Open JohanMollevik opened 5 years ago
Good catch. That's a very poor way to do this. I'm replacing it with:
return np.random.randint(0, self.len, self.n).tolist()
This supports cases until 10^20 at which point int64 overflows. So I guess it's nice if we can say we support permutation spaces until 10^20.
It seems the implementation could be replaced by using pythons built in random generation rather than numpys as python has optimized its implementation for ranges
import random ... return random.sample(range(self.len), k=self.n)
Are there ay problems with making a change like that?
Does the randint allows duplicates or not?
It indeed does.

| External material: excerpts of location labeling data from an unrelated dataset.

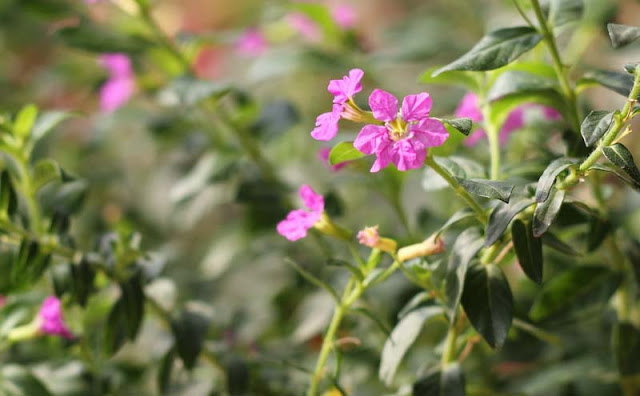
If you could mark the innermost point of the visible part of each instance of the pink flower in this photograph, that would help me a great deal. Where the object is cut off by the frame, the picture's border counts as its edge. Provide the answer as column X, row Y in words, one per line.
column 343, row 15
column 120, row 85
column 303, row 25
column 405, row 135
column 342, row 91
column 50, row 316
column 369, row 236
column 298, row 221
column 323, row 154
column 469, row 107
column 251, row 43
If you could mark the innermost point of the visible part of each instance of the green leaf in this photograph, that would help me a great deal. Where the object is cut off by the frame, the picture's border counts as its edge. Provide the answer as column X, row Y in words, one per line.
column 47, row 121
column 312, row 279
column 595, row 125
column 344, row 151
column 465, row 248
column 462, row 125
column 514, row 81
column 615, row 81
column 626, row 346
column 562, row 12
column 24, row 121
column 467, row 80
column 462, row 214
column 528, row 249
column 575, row 286
column 620, row 156
column 45, row 171
column 548, row 177
column 546, row 212
column 492, row 189
column 446, row 382
column 89, row 36
column 501, row 217
column 622, row 35
column 488, row 303
column 189, row 330
column 498, row 48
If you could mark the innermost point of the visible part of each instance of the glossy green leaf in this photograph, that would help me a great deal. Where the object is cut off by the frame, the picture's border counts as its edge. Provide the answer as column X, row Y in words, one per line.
column 402, row 337
column 189, row 330
column 513, row 81
column 498, row 48
column 548, row 177
column 547, row 211
column 595, row 125
column 344, row 151
column 528, row 249
column 492, row 189
column 622, row 35
column 462, row 125
column 501, row 217
column 488, row 303
column 24, row 121
column 571, row 287
column 621, row 157
column 454, row 77
column 465, row 248
column 626, row 346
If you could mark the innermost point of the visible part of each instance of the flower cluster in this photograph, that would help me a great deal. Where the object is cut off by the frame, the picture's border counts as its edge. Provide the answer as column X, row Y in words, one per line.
column 399, row 136
column 469, row 107
column 120, row 85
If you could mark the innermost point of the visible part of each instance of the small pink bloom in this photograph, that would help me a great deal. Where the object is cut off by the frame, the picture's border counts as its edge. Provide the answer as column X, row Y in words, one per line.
column 251, row 43
column 51, row 321
column 323, row 154
column 369, row 236
column 405, row 136
column 299, row 221
column 344, row 15
column 120, row 85
column 342, row 90
column 304, row 25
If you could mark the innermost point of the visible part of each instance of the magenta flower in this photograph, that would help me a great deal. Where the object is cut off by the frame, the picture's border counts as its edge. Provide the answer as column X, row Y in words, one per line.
column 299, row 221
column 343, row 91
column 405, row 135
column 303, row 25
column 323, row 155
column 251, row 43
column 50, row 316
column 120, row 85
column 343, row 15
column 469, row 107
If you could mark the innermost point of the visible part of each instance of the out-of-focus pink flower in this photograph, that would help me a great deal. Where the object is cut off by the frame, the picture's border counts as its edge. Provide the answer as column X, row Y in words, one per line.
column 299, row 221
column 323, row 154
column 344, row 15
column 342, row 90
column 369, row 236
column 251, row 43
column 303, row 25
column 405, row 136
column 120, row 85
column 469, row 107
column 50, row 316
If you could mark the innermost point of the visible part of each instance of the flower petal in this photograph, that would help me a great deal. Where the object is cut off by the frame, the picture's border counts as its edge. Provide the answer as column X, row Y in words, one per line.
column 383, row 104
column 327, row 124
column 416, row 107
column 370, row 138
column 312, row 200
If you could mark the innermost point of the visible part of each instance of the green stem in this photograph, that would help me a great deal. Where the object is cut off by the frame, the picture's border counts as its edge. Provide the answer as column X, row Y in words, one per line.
column 462, row 193
column 558, row 66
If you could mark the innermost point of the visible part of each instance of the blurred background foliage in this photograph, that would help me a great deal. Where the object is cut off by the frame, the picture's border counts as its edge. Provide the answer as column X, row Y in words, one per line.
column 173, row 165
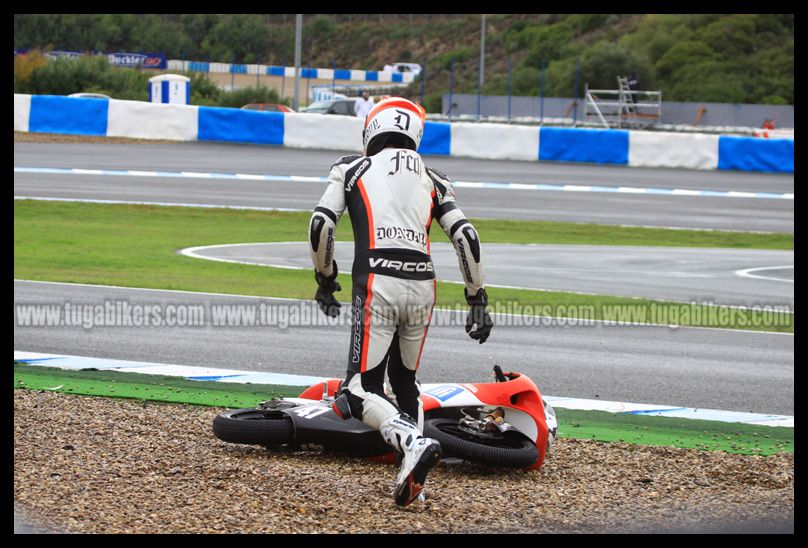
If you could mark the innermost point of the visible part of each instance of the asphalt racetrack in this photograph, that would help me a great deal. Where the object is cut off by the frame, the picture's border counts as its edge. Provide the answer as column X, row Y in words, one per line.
column 746, row 214
column 669, row 273
column 705, row 368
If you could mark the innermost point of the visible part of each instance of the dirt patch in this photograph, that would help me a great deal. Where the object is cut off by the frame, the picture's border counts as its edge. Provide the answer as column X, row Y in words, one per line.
column 25, row 137
column 85, row 464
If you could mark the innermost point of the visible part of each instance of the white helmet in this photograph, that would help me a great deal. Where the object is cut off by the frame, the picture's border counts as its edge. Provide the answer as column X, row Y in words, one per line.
column 394, row 115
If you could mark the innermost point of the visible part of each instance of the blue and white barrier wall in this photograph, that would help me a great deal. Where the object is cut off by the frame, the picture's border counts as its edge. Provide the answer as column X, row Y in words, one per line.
column 114, row 118
column 305, row 72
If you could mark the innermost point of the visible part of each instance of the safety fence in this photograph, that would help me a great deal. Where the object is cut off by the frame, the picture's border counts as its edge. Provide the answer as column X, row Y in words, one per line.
column 115, row 118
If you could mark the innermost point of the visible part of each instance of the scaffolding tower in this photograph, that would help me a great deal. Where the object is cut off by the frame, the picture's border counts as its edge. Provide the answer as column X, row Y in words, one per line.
column 621, row 107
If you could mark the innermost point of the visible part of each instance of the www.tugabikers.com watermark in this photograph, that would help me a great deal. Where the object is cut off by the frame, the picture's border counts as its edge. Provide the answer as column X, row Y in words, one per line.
column 293, row 314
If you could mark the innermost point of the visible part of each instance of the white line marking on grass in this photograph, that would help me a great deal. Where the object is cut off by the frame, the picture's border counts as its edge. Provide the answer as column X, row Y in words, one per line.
column 747, row 273
column 212, row 374
column 437, row 310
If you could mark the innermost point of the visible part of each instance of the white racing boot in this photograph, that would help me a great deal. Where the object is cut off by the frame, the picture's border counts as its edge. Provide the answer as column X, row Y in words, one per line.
column 420, row 454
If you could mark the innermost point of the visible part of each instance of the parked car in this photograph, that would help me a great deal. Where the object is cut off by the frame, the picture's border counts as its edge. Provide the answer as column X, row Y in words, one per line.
column 268, row 107
column 344, row 107
column 91, row 96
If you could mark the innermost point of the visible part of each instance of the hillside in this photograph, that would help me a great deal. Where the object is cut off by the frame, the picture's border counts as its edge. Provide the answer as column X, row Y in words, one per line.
column 744, row 58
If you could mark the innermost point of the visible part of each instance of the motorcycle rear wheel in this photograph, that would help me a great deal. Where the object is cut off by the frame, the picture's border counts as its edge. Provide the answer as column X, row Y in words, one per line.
column 252, row 427
column 511, row 450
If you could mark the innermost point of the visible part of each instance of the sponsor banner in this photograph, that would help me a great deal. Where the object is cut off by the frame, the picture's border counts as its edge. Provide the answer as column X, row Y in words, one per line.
column 138, row 60
column 119, row 59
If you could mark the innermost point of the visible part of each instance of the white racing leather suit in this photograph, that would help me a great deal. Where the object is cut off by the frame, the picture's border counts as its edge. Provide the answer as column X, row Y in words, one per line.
column 392, row 199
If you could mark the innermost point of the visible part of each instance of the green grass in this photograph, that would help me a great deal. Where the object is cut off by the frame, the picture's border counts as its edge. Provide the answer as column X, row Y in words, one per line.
column 594, row 425
column 136, row 246
column 549, row 232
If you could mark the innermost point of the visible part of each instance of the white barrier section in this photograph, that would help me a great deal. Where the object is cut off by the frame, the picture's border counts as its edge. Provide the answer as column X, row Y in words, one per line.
column 152, row 121
column 22, row 111
column 495, row 141
column 689, row 150
column 306, row 130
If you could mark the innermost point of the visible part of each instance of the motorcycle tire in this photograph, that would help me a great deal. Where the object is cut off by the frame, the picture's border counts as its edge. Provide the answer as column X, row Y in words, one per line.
column 252, row 427
column 513, row 450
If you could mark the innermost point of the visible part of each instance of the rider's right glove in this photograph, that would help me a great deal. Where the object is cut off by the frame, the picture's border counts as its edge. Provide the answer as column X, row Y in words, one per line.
column 326, row 287
column 478, row 315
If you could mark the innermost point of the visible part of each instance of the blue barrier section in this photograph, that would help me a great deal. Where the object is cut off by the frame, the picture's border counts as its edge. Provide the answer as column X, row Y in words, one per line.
column 242, row 126
column 756, row 154
column 607, row 146
column 71, row 115
column 437, row 138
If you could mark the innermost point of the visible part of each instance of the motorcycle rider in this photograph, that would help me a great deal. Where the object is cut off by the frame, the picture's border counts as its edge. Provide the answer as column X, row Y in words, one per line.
column 392, row 198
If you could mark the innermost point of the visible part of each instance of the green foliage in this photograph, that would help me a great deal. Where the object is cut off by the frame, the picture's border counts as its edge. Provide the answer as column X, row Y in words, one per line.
column 743, row 57
column 602, row 64
column 64, row 76
column 95, row 74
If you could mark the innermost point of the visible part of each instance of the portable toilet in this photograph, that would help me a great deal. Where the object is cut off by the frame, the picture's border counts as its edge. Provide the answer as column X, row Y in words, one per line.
column 170, row 88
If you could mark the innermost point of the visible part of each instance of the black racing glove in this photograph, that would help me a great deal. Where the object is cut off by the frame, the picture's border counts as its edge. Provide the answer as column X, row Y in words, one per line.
column 478, row 315
column 326, row 287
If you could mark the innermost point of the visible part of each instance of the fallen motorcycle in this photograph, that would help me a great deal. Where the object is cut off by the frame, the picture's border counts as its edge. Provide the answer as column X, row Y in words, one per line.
column 503, row 423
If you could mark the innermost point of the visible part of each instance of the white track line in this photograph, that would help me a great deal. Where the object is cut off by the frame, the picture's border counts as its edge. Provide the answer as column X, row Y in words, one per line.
column 747, row 273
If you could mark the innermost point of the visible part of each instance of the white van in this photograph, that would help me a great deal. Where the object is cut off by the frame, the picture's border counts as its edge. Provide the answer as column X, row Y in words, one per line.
column 415, row 68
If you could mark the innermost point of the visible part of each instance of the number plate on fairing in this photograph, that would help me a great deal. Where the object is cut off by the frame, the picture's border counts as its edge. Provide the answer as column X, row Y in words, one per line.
column 453, row 395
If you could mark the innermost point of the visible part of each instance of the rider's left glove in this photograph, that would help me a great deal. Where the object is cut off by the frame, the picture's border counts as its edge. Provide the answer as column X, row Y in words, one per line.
column 326, row 287
column 478, row 315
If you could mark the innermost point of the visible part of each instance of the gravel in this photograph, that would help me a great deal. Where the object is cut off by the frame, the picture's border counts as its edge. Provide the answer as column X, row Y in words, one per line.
column 99, row 465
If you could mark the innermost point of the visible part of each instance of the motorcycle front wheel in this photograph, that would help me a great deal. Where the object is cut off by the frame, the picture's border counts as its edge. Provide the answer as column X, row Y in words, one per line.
column 510, row 450
column 252, row 427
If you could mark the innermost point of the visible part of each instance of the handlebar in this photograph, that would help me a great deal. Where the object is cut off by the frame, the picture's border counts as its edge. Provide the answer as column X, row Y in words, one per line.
column 504, row 377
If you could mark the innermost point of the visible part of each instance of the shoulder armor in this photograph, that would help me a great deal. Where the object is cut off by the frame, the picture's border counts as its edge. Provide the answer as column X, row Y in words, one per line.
column 346, row 159
column 432, row 171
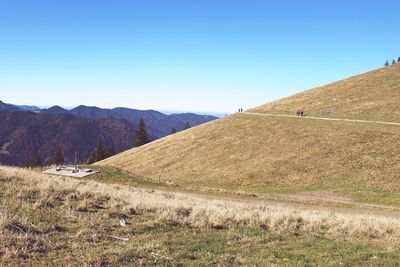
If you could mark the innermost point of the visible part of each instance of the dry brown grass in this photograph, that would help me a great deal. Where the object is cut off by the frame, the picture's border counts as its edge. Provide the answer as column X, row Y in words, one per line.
column 371, row 96
column 266, row 152
column 189, row 210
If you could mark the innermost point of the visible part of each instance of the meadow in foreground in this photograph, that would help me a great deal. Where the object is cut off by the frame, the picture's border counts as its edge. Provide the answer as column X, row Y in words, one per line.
column 48, row 220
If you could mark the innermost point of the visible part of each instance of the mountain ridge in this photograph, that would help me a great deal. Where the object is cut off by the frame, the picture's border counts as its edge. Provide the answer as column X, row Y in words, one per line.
column 262, row 152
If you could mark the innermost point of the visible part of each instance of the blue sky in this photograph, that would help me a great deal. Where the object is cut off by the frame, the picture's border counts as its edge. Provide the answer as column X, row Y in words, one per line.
column 205, row 55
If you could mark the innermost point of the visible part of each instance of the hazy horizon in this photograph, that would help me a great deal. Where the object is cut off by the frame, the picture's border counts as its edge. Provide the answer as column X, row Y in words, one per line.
column 173, row 55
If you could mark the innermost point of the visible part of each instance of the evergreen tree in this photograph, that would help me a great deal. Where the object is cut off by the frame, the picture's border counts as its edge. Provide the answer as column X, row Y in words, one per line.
column 187, row 125
column 141, row 137
column 110, row 151
column 58, row 158
column 100, row 154
column 36, row 161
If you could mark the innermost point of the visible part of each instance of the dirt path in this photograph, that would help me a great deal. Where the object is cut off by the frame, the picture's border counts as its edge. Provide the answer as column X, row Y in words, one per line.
column 320, row 118
column 311, row 201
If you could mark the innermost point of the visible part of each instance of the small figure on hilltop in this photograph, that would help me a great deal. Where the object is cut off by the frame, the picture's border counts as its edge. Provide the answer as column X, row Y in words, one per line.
column 387, row 63
column 300, row 113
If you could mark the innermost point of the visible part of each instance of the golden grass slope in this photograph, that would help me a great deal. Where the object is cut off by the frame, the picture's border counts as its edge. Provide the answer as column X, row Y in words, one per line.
column 80, row 196
column 372, row 96
column 270, row 152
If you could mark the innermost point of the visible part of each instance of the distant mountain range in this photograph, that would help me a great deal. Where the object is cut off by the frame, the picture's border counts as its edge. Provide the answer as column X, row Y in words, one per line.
column 26, row 130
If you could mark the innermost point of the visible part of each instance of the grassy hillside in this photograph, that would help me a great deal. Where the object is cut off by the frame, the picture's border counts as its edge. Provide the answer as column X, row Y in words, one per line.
column 373, row 96
column 60, row 221
column 279, row 154
column 265, row 152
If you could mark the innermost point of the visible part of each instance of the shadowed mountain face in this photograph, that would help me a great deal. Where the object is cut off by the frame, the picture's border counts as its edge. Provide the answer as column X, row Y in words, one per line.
column 158, row 124
column 4, row 106
column 251, row 151
column 24, row 133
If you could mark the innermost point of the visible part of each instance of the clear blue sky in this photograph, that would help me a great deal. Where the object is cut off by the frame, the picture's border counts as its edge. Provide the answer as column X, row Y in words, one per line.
column 205, row 55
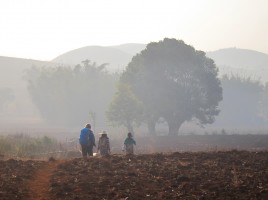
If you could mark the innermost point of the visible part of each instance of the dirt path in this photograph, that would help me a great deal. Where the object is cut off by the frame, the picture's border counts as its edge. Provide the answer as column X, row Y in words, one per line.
column 39, row 186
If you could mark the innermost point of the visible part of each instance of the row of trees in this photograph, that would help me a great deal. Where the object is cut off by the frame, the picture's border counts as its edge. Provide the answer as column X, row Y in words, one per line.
column 168, row 81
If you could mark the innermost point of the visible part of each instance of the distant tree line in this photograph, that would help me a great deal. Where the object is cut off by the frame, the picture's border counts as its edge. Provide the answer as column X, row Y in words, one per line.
column 70, row 96
column 168, row 81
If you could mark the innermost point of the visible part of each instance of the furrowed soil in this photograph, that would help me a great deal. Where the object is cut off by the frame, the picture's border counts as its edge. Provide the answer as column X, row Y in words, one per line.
column 202, row 175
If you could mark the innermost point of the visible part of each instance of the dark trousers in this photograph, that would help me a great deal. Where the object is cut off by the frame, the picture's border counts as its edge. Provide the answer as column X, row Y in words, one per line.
column 87, row 150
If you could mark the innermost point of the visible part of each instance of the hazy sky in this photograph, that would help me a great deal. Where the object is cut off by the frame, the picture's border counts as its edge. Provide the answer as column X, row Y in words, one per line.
column 44, row 29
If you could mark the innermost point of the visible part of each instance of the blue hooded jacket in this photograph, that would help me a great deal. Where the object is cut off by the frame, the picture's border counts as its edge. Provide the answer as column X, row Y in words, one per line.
column 87, row 137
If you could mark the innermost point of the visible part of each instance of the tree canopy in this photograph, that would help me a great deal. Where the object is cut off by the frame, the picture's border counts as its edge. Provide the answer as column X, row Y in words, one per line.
column 175, row 82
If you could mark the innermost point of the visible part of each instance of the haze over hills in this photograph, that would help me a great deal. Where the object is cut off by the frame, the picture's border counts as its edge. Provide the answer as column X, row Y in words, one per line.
column 244, row 62
column 117, row 56
column 231, row 60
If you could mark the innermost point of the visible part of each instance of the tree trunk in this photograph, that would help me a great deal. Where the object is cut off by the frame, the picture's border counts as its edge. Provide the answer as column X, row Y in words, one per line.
column 173, row 127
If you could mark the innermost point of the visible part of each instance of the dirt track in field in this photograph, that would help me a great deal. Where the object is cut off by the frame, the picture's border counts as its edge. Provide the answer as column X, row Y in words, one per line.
column 188, row 175
column 39, row 186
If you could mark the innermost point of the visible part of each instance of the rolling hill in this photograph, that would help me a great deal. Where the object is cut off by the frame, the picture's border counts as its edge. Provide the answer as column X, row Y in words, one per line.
column 244, row 62
column 230, row 61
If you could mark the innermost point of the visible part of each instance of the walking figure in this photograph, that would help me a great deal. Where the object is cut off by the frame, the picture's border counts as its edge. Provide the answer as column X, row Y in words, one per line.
column 104, row 144
column 87, row 141
column 129, row 144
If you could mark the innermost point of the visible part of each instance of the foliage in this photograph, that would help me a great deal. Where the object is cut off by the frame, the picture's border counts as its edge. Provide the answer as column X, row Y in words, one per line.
column 176, row 82
column 66, row 96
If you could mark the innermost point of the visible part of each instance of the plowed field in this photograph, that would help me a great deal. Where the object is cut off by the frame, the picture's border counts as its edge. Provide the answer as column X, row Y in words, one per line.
column 202, row 175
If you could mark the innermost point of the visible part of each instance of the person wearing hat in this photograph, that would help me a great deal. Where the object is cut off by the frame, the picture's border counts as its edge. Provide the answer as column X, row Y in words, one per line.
column 129, row 144
column 104, row 144
column 87, row 141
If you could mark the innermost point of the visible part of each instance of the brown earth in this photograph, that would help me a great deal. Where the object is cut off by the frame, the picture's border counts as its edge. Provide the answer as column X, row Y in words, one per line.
column 201, row 175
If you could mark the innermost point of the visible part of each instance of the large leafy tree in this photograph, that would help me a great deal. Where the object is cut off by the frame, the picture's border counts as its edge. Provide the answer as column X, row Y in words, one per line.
column 176, row 82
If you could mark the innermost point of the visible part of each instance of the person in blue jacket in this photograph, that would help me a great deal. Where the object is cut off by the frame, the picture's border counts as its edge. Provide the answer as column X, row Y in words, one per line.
column 87, row 141
column 129, row 144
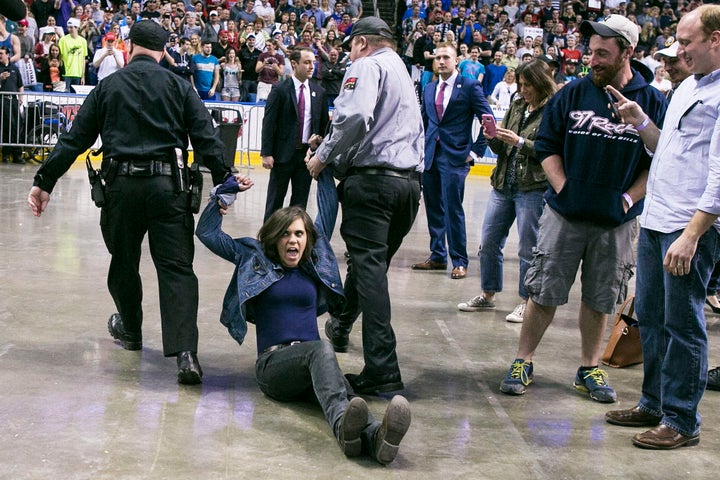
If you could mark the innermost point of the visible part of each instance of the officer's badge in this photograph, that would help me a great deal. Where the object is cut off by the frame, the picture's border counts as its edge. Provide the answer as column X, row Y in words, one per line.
column 350, row 83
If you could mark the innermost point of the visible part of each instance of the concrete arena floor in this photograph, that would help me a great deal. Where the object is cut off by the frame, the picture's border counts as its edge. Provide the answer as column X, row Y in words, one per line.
column 74, row 405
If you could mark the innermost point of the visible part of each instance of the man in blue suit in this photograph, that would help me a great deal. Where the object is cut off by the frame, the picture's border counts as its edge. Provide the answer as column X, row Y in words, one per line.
column 449, row 106
column 285, row 135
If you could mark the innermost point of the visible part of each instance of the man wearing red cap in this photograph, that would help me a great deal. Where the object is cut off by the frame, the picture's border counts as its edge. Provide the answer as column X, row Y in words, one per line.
column 108, row 59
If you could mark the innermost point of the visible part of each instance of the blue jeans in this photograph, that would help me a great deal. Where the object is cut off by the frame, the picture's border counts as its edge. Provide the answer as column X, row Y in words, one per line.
column 672, row 329
column 504, row 206
column 425, row 78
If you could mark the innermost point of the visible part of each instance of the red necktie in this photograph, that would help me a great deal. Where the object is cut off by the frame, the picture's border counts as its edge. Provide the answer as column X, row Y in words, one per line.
column 439, row 100
column 301, row 113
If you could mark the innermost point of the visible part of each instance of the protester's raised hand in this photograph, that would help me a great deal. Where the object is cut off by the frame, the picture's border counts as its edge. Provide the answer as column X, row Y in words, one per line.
column 630, row 111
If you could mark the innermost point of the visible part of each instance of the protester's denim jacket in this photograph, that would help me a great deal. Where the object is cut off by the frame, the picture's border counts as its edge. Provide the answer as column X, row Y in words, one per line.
column 254, row 272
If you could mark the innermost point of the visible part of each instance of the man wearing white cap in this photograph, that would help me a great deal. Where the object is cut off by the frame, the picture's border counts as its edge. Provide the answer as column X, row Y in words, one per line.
column 73, row 49
column 596, row 167
column 675, row 66
column 679, row 242
column 108, row 60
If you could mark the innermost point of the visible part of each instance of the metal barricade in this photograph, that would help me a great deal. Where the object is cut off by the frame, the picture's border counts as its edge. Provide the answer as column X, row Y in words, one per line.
column 33, row 121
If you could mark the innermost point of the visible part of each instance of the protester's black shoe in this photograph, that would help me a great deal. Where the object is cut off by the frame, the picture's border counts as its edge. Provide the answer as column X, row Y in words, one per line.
column 363, row 384
column 395, row 425
column 129, row 341
column 189, row 371
column 352, row 423
column 339, row 338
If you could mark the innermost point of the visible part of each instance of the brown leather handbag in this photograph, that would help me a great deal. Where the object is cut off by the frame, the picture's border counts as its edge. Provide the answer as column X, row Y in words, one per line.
column 624, row 347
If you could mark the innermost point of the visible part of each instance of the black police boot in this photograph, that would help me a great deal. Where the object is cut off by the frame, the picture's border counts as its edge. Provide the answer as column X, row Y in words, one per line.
column 129, row 341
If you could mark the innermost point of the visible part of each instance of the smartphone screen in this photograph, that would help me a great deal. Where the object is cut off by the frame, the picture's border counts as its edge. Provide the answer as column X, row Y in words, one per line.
column 488, row 122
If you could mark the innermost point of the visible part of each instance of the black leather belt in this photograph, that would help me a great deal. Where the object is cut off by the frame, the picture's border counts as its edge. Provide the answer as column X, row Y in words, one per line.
column 144, row 168
column 280, row 346
column 388, row 172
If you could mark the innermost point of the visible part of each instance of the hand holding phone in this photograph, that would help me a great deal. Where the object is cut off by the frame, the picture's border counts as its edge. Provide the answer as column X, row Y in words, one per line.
column 488, row 123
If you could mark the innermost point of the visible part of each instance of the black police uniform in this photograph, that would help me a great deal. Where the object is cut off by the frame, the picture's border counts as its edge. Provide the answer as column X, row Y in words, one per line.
column 140, row 128
column 10, row 113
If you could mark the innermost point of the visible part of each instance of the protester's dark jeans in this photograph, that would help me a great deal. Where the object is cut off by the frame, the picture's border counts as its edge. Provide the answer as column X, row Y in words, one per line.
column 378, row 211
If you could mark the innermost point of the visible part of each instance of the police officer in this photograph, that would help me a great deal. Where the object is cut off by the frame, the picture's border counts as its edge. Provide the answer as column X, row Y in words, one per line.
column 146, row 190
column 376, row 146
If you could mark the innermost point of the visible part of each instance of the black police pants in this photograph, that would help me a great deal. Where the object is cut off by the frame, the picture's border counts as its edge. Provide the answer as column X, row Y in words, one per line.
column 135, row 206
column 378, row 211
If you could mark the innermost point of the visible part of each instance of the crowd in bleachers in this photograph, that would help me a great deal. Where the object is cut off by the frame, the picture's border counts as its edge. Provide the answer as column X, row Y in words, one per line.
column 80, row 42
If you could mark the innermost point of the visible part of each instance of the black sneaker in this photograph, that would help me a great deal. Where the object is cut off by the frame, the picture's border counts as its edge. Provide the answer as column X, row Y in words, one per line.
column 338, row 338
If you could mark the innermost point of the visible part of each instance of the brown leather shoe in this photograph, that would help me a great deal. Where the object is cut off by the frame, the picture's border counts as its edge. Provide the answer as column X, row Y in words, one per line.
column 632, row 417
column 458, row 273
column 663, row 437
column 429, row 265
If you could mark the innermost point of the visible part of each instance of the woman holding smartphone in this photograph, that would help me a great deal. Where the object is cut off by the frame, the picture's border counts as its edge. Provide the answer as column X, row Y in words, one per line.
column 518, row 183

So let's use what you have proposed.
EDIT: correction to before >> here the constrain with overflow is at 10^18 so that's the supported limit.
That will have to do
If 10^18 proves limiting it would probably work well to add a fallback where if the requested number is bigger than that it selects random numbers in a loop until it has enough without duplicates.
The neat thing is that in this case with huge numbers the risk of selecting the same number several times in a row is vanishingly small as the range of the numbers are huge compared to the number of numbers requested.
This will make the fallback take linear time in the common case instead of running the risk of not terminating which that approach can do with large fill factors.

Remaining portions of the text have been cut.